Une ou deux gauches ?

dimanche 15 janvier 2006 par Gérard Filoche

 

S’il y avait deux gauches, chacun le sait, la droite gagnerait aux prochaines élections, et elle continuerait sa « contre révolution blanche » thatcherienne, telle qu’elle a été engagée depuis le 21 avril 2002...

S’il y avait deux gauches, les éléments sociaux libéraux se permettraient n’importe quoi à visage découvert : s’allier avec Bayrou, ou pourquoi, pas, faire une « grande coalition » comme en Allemagne...

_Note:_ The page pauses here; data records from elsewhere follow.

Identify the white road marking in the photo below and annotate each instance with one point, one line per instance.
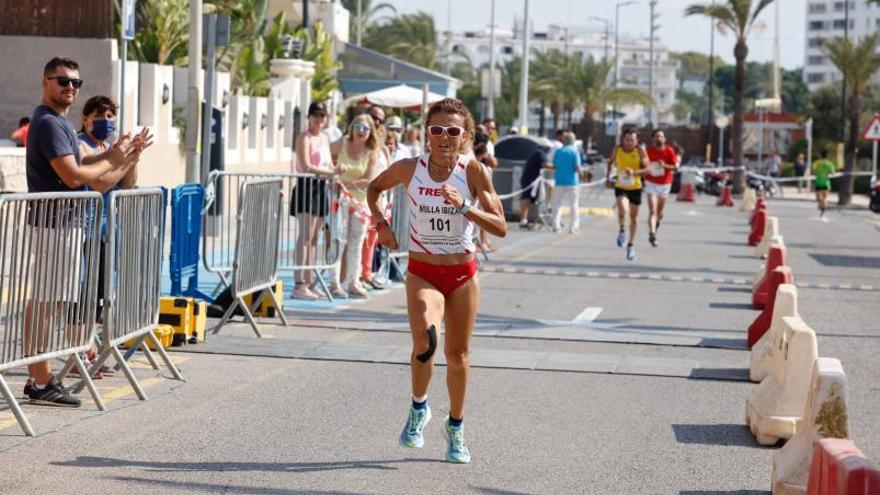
(587, 315)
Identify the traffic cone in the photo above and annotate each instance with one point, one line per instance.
(726, 198)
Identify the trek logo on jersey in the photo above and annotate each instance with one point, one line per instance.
(433, 209)
(430, 191)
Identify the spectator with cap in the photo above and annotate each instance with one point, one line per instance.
(310, 198)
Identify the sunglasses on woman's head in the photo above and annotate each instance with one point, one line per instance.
(63, 81)
(451, 131)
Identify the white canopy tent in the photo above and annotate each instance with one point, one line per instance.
(401, 96)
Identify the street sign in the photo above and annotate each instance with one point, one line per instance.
(484, 83)
(872, 132)
(610, 128)
(128, 19)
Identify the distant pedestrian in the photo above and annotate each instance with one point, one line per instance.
(663, 162)
(19, 135)
(631, 163)
(536, 162)
(822, 170)
(567, 166)
(800, 169)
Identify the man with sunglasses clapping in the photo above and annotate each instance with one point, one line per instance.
(54, 164)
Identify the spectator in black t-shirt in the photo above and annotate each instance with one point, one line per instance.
(531, 171)
(54, 165)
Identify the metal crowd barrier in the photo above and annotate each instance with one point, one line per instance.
(399, 220)
(186, 227)
(256, 256)
(309, 237)
(49, 252)
(132, 275)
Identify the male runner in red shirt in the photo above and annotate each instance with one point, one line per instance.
(662, 163)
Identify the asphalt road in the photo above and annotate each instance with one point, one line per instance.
(244, 423)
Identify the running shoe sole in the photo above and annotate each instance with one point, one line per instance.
(419, 444)
(453, 460)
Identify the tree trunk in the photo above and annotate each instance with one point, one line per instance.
(741, 51)
(555, 110)
(541, 128)
(847, 182)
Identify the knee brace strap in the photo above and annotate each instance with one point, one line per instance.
(432, 345)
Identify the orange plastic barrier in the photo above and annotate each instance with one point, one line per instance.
(686, 193)
(760, 294)
(780, 275)
(726, 198)
(758, 227)
(839, 468)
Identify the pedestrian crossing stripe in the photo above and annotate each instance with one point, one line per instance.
(663, 278)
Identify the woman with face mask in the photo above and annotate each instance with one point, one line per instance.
(95, 136)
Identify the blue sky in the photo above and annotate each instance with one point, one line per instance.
(677, 32)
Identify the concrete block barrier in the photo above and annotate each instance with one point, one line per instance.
(839, 467)
(749, 200)
(771, 229)
(764, 350)
(824, 416)
(779, 242)
(758, 224)
(760, 291)
(780, 275)
(776, 406)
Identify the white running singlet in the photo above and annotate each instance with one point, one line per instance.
(435, 226)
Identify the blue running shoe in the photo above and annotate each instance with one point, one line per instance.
(456, 451)
(411, 436)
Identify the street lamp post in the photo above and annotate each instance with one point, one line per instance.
(654, 27)
(607, 34)
(524, 77)
(617, 54)
(490, 106)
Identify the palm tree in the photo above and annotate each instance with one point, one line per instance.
(370, 14)
(163, 31)
(589, 80)
(545, 81)
(738, 16)
(409, 37)
(858, 62)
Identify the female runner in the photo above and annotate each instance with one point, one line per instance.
(448, 195)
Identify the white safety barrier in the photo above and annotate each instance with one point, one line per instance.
(309, 238)
(774, 408)
(771, 229)
(49, 252)
(134, 244)
(824, 416)
(750, 199)
(763, 352)
(255, 264)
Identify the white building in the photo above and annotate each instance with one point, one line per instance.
(633, 70)
(826, 19)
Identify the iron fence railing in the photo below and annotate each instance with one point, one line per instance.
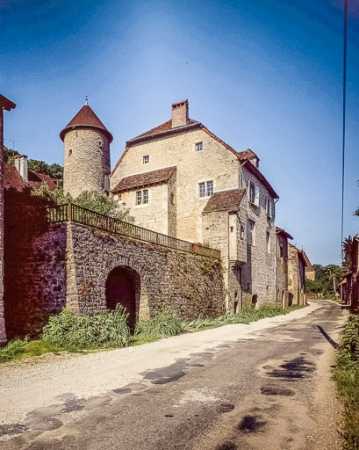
(73, 213)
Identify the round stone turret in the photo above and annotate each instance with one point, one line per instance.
(86, 153)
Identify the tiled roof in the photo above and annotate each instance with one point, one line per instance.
(247, 154)
(281, 231)
(164, 127)
(12, 179)
(144, 179)
(86, 118)
(300, 253)
(225, 201)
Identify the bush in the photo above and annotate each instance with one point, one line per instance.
(162, 325)
(13, 350)
(88, 331)
(346, 374)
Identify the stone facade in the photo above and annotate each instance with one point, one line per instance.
(5, 105)
(282, 267)
(86, 154)
(296, 276)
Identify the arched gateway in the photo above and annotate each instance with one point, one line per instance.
(123, 286)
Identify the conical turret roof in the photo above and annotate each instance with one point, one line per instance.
(85, 118)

S’il y avait deux gauches, il arriverait ce qui est arrivé en Italie et qui a permis à Berlusconi de diriger le pays depuis de trop longues années...

S’il y avait deux gauches, les prochaines élections verraient une concurrence arbitrée par la droite, le Medef et leurs médias, de façon à isoler la gauche radicale, puis placer en bonne position la gauche modérée, et faire perdre ainsi les deux...

S’il y avait deux gauches, la droite pourrait même se payer le luxe d’avoir deux candidats, au hasard Sarkozy et Villepin, et de les faire arriver juste devant, de façon à écarter la gauche du deuxième tour... ça s’est déjà vu en 1969 et en 2002.

S’il y avait deux gauches, la peur de ne pas avoir de candidat au deuxième tour pourrait même pousser des électeurs de la gauche radicale à voter pour la gauche modérée pour être sûrs d’éviter le pire...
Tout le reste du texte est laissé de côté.